Born in Amersfoort, Netherlands, Heesters very early in his career specialized in Viennese operetta, making his Viennese stage debut in 1934 in Karl Millöcker's Der Bettelstudent (The Beggar Student). Over the decades, "Da geh' ich ins Maxim", Count Danilo Danilovitch's entrance song from Franz Lehar's Die lustige Witwe (The Merry Widow) -- Danilo has spent most of the night drinking at Maxim's and flirting with women -- has become Heesters's signature tune. More operettas followed, many of which were also made into musical films.
Heesters worked extensively for UFA till almost the end of the Second World War (his last wartime movie being Die Fledermaus, produced in 1945) and easily made the transition from the Nazi-controlled cultural scene to post-war Germany and Austria, appearing again in a number of films already in the late 1940s.

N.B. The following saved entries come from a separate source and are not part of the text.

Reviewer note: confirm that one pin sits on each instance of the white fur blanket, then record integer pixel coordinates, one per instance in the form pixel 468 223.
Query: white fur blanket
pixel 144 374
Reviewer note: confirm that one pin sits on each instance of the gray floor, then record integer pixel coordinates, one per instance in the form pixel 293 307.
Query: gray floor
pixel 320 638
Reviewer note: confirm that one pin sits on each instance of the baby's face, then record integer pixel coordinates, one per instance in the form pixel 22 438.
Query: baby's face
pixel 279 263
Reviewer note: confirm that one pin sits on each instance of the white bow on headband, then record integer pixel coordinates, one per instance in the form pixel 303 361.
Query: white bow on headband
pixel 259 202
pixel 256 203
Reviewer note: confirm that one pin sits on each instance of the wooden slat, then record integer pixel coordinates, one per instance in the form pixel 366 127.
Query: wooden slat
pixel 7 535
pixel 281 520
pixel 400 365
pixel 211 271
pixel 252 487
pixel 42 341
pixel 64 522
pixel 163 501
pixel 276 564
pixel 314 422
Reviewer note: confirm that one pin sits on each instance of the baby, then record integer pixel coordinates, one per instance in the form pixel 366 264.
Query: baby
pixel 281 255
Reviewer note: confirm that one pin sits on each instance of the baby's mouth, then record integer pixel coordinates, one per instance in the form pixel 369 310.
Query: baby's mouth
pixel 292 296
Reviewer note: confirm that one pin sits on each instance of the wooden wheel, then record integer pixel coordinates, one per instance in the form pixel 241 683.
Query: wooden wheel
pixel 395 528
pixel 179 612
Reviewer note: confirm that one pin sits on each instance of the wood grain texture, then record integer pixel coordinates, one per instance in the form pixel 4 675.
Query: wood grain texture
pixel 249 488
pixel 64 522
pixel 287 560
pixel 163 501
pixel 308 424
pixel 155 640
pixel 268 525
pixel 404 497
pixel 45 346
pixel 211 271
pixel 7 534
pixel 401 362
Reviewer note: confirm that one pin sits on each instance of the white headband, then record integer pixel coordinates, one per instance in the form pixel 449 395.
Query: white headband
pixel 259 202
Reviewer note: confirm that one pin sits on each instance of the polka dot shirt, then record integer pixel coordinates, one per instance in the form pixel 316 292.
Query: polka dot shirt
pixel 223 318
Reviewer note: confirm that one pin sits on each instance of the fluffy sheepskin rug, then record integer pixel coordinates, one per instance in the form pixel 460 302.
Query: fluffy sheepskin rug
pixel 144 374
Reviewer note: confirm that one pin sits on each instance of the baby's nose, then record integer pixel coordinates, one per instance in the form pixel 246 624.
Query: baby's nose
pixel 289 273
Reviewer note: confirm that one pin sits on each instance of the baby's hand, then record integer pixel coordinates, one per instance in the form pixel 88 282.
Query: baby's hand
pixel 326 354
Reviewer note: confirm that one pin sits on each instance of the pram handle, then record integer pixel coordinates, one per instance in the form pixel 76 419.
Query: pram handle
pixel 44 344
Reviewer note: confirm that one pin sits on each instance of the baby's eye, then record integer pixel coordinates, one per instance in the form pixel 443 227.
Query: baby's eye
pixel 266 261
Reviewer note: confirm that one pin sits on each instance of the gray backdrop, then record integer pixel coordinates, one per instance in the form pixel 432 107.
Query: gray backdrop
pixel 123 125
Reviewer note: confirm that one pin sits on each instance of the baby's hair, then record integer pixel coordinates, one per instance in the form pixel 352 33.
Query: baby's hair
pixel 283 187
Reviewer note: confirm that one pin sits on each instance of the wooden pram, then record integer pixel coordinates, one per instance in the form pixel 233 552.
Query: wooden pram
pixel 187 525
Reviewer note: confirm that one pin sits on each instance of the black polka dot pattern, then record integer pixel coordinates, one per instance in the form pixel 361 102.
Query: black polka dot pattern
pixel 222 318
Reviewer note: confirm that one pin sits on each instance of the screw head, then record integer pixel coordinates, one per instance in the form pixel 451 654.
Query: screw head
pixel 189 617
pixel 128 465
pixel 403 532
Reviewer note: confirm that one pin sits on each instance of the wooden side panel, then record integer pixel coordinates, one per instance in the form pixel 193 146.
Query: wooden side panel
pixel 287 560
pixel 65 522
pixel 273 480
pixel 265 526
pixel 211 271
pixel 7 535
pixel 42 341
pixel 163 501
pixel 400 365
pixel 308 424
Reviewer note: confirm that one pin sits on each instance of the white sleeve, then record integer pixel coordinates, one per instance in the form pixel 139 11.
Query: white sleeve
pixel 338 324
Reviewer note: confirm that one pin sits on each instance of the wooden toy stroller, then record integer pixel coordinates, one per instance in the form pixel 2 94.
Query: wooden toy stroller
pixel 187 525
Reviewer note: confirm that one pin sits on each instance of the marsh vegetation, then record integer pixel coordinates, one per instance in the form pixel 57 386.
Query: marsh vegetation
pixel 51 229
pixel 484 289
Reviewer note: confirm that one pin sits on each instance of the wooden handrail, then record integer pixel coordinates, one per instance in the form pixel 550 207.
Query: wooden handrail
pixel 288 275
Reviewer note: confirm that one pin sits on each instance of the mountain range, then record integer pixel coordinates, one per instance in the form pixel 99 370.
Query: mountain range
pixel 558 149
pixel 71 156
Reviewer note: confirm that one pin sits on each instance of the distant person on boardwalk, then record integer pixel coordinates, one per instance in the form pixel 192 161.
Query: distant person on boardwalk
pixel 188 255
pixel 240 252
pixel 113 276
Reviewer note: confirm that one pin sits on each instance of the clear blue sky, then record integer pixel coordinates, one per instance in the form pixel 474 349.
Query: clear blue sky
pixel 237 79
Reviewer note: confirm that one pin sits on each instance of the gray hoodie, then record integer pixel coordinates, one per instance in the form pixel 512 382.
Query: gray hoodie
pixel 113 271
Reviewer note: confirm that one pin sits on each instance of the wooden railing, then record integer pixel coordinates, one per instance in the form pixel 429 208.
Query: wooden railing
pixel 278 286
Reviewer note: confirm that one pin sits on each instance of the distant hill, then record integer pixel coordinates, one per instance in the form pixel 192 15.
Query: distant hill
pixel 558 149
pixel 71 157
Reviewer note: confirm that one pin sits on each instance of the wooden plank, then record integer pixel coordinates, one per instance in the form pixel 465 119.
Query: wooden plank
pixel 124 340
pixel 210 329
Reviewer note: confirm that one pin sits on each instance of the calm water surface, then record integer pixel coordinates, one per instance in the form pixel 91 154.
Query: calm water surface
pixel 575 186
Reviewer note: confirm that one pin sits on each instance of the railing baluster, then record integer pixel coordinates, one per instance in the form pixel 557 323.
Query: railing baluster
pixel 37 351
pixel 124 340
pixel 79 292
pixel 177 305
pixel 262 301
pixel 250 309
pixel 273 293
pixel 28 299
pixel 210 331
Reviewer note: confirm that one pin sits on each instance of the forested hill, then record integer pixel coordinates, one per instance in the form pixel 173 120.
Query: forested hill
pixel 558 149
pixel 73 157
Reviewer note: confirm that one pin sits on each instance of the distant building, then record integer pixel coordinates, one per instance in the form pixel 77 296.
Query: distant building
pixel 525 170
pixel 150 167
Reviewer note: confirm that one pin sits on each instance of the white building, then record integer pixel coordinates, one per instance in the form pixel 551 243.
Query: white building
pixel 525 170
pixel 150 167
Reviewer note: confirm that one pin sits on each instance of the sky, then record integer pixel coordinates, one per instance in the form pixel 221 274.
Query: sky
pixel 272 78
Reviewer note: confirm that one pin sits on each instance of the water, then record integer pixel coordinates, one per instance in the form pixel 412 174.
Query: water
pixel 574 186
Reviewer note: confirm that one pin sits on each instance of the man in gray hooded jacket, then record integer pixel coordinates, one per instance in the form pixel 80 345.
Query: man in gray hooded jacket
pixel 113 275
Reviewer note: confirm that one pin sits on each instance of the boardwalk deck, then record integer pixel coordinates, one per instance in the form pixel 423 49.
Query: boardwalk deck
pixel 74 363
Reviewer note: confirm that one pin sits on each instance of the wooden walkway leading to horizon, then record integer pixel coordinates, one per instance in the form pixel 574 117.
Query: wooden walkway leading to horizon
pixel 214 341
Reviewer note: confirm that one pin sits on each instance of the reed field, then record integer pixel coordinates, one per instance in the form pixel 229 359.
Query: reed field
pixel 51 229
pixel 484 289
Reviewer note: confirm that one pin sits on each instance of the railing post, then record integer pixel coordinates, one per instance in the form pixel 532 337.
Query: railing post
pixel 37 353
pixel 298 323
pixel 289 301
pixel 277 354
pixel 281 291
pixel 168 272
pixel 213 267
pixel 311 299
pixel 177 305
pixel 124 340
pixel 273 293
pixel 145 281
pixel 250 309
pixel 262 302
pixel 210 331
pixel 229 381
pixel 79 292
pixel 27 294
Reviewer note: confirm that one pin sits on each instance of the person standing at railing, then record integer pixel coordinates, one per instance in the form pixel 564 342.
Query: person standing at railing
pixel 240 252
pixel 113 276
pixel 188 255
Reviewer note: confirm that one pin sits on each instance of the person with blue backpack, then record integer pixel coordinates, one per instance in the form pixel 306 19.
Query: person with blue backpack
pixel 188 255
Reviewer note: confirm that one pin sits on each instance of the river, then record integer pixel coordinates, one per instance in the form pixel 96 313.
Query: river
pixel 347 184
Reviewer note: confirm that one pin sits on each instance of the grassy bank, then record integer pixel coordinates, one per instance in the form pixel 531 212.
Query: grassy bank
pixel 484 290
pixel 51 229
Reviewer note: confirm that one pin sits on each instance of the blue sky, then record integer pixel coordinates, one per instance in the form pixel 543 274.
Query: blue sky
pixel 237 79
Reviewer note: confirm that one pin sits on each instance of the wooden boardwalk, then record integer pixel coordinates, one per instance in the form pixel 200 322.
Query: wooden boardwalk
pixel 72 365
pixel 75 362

He stopped making movies around 1960 though to concentrate on stage and television appearances and on producing recordss.
In the 1990s he and his wife toured Germany and Austria with Curt Flatow's play Ein gesegnetes Alter (A Blessed Age), which was also televised in 1996. In September and October of 2003 Heesters appeared in the Komödie im Marquardt in Stuttgart in a show commissioned on the occasion of his 100th birthday, Heesters - eine musikalische Hommage.